Scena seconda. Don Basilio spiega a don Bartolo di non
avere mai conosciuto quel tale don Alonso: non sarà stato
il conte in persona? Bartolo è ormai deciso a bruciare le
tappe; manda don Basilio a chiamare il notaio per le nozze, ed esibisce
a Rosina il biglietto datole dal preteso don Alonso, facendole credere
che Figaro e don Alonso siano semplici mezzani per piegarla alle
voglie del conte d'Almaviva. La ragazza cade nel tranello: profondamente
delusa, accetta di sposare il tutore e gli rivela il piano che aveva
concordato con Figaro per la sua fuga.
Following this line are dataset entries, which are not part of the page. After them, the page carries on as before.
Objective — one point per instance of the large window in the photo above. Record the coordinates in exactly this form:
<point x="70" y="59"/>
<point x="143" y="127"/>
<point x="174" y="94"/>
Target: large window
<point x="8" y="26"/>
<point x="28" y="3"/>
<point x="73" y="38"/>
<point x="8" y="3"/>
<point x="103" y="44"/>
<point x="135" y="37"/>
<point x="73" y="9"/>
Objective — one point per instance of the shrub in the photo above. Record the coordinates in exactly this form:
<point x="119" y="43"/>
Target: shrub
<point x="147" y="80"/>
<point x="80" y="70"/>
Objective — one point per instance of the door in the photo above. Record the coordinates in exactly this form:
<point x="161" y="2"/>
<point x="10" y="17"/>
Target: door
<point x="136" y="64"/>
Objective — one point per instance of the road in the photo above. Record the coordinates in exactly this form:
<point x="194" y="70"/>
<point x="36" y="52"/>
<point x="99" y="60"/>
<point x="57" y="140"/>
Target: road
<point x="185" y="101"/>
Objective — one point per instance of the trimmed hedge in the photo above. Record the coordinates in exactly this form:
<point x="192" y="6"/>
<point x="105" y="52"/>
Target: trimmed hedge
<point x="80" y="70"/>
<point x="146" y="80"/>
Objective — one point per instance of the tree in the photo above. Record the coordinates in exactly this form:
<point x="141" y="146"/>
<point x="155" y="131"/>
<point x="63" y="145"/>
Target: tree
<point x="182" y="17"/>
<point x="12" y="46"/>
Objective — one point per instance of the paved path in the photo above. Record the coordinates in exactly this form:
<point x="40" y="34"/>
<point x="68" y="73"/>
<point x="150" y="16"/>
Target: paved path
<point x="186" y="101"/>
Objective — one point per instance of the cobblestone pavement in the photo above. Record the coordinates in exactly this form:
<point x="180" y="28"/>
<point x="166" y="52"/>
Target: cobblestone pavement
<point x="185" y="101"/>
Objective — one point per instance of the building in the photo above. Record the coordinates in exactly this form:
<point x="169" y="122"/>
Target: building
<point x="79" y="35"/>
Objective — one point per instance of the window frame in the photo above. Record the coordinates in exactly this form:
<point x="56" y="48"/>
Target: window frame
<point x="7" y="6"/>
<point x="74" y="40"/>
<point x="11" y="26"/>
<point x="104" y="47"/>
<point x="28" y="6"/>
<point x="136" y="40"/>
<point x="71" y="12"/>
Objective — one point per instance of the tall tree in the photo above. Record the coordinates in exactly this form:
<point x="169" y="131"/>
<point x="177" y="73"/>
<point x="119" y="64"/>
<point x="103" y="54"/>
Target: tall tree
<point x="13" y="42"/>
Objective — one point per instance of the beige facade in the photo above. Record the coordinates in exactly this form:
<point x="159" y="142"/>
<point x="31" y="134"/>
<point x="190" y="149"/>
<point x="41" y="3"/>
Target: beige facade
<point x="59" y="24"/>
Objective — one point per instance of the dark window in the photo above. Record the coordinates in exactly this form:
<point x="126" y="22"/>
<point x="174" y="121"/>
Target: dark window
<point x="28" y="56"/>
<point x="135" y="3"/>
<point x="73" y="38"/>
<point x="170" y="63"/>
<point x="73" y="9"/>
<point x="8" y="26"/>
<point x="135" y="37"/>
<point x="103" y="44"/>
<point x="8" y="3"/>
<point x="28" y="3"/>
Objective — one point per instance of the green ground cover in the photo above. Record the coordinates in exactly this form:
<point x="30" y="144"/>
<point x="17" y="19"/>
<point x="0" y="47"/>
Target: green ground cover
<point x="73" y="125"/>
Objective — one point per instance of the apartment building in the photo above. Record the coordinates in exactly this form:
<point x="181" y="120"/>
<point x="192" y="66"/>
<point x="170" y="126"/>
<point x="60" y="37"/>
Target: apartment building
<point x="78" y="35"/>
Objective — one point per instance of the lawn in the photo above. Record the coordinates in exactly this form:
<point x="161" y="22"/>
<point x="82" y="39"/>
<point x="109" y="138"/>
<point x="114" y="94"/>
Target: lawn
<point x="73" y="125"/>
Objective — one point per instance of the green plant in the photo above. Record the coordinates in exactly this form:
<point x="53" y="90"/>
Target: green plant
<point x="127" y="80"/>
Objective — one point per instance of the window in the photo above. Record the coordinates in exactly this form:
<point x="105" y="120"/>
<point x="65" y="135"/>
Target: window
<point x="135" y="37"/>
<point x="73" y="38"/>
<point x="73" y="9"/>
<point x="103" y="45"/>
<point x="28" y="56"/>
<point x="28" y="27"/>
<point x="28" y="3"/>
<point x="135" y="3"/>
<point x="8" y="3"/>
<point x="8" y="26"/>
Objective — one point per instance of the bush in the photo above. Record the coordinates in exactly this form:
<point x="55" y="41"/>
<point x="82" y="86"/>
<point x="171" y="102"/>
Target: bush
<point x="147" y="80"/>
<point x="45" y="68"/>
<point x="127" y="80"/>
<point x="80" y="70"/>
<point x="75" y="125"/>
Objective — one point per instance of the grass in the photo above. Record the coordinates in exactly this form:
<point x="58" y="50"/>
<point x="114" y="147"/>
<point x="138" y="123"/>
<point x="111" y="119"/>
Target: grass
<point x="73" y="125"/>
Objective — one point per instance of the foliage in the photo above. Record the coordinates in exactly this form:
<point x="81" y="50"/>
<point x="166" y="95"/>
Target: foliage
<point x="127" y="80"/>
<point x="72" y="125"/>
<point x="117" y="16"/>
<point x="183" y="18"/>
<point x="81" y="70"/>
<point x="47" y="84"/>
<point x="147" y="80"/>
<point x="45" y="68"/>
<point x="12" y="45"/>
Ma Bartolo è appena
uscito a chiamare i gendarmi incaricati di arrestare Figaro e l'amante
della ragazza, che questi due entrano dalla finestra, raggiunta
con una scala appoggiata dalla strada, mentre un temporale infuria.
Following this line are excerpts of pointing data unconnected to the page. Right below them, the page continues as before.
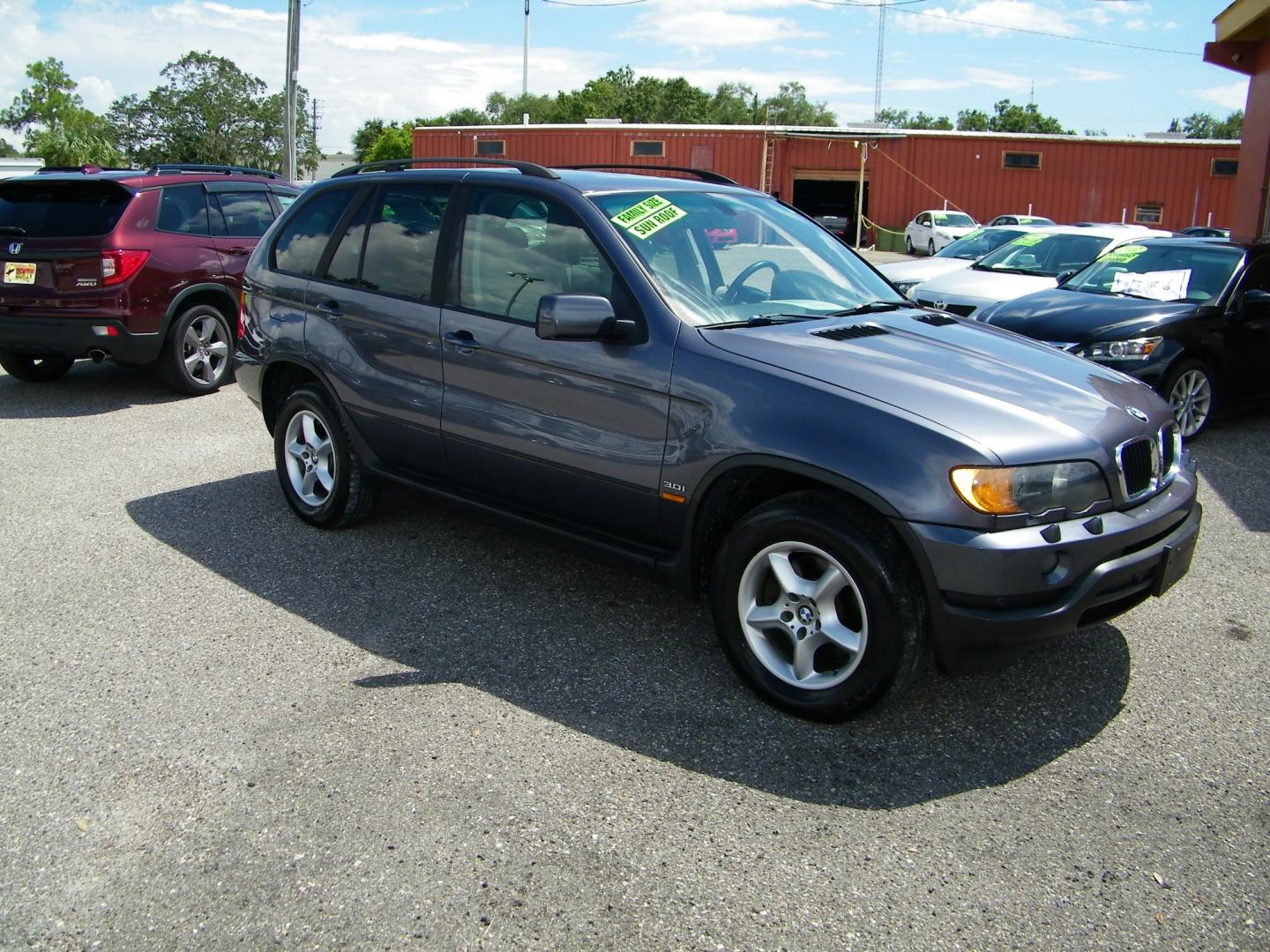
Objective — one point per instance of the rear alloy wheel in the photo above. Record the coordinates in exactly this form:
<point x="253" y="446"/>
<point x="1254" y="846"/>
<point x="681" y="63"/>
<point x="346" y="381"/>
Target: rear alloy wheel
<point x="34" y="369"/>
<point x="320" y="473"/>
<point x="1192" y="395"/>
<point x="814" y="606"/>
<point x="198" y="355"/>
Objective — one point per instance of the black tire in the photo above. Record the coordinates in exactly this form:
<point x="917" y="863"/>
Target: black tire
<point x="198" y="354"/>
<point x="34" y="369"/>
<point x="1192" y="394"/>
<point x="879" y="596"/>
<point x="348" y="493"/>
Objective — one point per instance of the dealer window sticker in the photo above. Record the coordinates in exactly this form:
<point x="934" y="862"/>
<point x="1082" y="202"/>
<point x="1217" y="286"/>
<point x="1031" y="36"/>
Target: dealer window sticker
<point x="1159" y="286"/>
<point x="1124" y="254"/>
<point x="649" y="216"/>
Rosina respinge risolutamente l'abbraccio di Lindoro: ma questi
lascia cadere il mantello: è lui, il conte d'Almaviva ("Ah,
qual colpo inaspettato"). Felici i due innamorati stanno per
uscire, con Figaro, attraverso la finestra, ma constatano che il
dottore ha preso la precauzione di togliere la scala. Figaro non
si perde d'animo; poiché nel frattempo è arrivato
don Basilio con il notaio, si faranno le nozze, subito, anche se
ben diverse da quelle per le quali il notaio era stato chiamato.
Quando Bartolo è di ritorno, il colpo è cosa fatta:
la precauzione di togliere la scala ha agito al contrario delle
sue intenzioni. D'altronde il furore del beffato ha presto motivo
di placarsi perché il conte d'Almaviva rinuncia alla dote
di Rosina. Figaro spegne la lanterna, l'ombra protegge gli sposi.